We recently announced a new automotive division, led by Robert Hegbloom , that we believe provides a great example of how AI systems should scale in 2025 (Albuquerque Business First recently published a story about the new division). We’ve been collaborating with industry leaders in the auto industry for most of the year on an industry-specific version of the KOS (the first universal EAI OS), including integration with industry software and data.

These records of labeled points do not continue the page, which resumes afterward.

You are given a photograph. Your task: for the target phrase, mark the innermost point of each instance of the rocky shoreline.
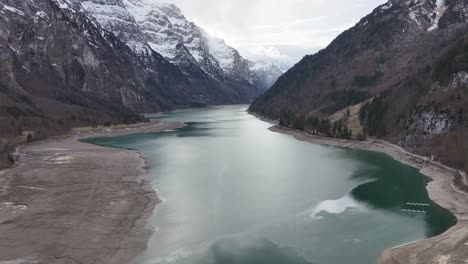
(66, 201)
(450, 247)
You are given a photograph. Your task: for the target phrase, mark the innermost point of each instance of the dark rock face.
(61, 69)
(68, 63)
(409, 54)
(216, 72)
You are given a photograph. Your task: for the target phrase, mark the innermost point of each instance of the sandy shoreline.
(71, 202)
(449, 248)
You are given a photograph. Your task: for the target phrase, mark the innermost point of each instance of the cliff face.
(67, 63)
(217, 73)
(404, 65)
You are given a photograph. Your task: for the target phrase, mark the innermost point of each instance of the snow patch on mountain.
(440, 10)
(13, 10)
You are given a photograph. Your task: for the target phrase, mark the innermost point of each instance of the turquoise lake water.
(236, 193)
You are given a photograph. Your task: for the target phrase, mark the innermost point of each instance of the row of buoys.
(413, 211)
(418, 204)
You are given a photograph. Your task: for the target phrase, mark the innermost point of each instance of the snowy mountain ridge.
(161, 27)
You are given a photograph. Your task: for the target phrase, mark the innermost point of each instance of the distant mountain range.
(401, 74)
(67, 63)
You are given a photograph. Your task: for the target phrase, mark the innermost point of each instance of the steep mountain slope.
(60, 69)
(407, 56)
(217, 73)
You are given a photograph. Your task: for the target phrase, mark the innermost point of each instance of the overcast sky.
(276, 28)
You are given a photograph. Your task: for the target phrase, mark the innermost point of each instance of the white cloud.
(276, 28)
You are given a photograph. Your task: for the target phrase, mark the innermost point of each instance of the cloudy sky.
(283, 29)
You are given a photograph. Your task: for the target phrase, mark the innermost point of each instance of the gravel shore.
(449, 248)
(71, 202)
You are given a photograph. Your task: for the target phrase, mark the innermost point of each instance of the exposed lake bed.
(236, 192)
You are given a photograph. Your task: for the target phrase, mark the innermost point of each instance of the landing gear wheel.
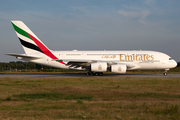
(96, 74)
(165, 73)
(101, 74)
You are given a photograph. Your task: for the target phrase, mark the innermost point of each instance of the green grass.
(90, 98)
(53, 96)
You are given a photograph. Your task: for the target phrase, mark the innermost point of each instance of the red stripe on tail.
(44, 49)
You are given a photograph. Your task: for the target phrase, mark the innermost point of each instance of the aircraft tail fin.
(30, 42)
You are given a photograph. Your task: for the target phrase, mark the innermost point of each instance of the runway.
(80, 75)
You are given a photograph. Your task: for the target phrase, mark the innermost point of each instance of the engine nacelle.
(99, 67)
(118, 68)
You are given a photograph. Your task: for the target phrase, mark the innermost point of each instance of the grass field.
(90, 98)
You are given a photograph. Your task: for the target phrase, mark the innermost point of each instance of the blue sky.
(94, 25)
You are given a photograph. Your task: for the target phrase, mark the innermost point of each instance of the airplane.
(95, 62)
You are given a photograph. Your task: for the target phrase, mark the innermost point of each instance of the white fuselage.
(134, 60)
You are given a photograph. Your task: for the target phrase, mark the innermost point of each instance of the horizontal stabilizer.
(24, 56)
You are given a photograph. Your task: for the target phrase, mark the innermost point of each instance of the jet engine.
(118, 68)
(99, 67)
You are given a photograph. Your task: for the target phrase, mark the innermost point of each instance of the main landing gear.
(165, 72)
(95, 73)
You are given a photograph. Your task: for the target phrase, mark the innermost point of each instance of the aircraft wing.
(23, 56)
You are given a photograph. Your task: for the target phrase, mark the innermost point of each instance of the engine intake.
(118, 68)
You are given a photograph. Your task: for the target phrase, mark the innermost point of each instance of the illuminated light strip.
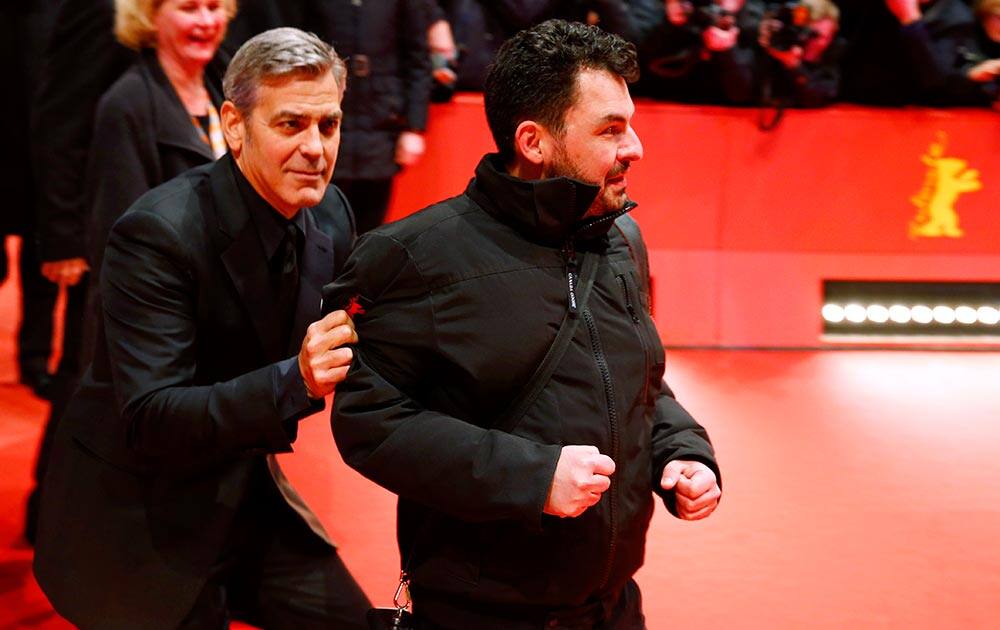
(963, 315)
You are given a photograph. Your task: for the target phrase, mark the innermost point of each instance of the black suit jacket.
(189, 388)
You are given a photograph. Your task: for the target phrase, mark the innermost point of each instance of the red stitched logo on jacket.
(354, 307)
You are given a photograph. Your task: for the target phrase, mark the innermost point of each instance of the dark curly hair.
(534, 75)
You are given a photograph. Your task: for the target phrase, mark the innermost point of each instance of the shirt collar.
(270, 224)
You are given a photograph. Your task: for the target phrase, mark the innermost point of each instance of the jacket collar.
(547, 211)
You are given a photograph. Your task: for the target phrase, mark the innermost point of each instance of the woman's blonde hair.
(134, 21)
(821, 9)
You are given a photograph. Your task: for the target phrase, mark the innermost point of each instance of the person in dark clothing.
(692, 54)
(385, 109)
(800, 52)
(163, 504)
(82, 61)
(983, 63)
(536, 517)
(480, 27)
(24, 31)
(909, 51)
(144, 136)
(934, 34)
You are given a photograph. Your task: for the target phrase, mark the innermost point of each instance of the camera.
(707, 13)
(794, 19)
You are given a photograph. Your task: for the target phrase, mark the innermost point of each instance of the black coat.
(80, 64)
(24, 32)
(82, 61)
(193, 386)
(143, 136)
(456, 306)
(389, 80)
(888, 64)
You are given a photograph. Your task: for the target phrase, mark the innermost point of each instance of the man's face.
(287, 145)
(597, 144)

The combination of strong governance, security and eight functions within the KOS with industry and customer-specific data is a powerful combination, and we provide the KOS at a fraction of the cost of what most large companies are spending just on GenAI today.
Since the KOS is focused on high quality data tailored to each organization and individual, the GenAI/chatbot function is less generalized in the near-term, but it’s far more relevant, therefore more valuable, and much less expensive. The other seven functions actually deliver the bulk of ROI—not GenAI. We plan on using the auto division as a template for other industries (we’ve done deep-dives in all major industries).
Bottom line: I have a very high-level of confidence in our approach and very little confidence in the consumer LLM chatbot approach, despite massive support from their strategic partners. If the strategic support obviously intended to break through the Big Tech scale ceiling doesn’t meet the needs of customers in a sustainable manner (as our KOS clearly does), then ultimately it will fail and hundreds of billions of dollars will be burned, just as many investors fear.
It may seem counterintuitive in the current market, but it would be better for Big Techs in the long-term for more efficient and financially sustainable systems to scale. No question it would be much better for everyone else, not least customers and the greater economy.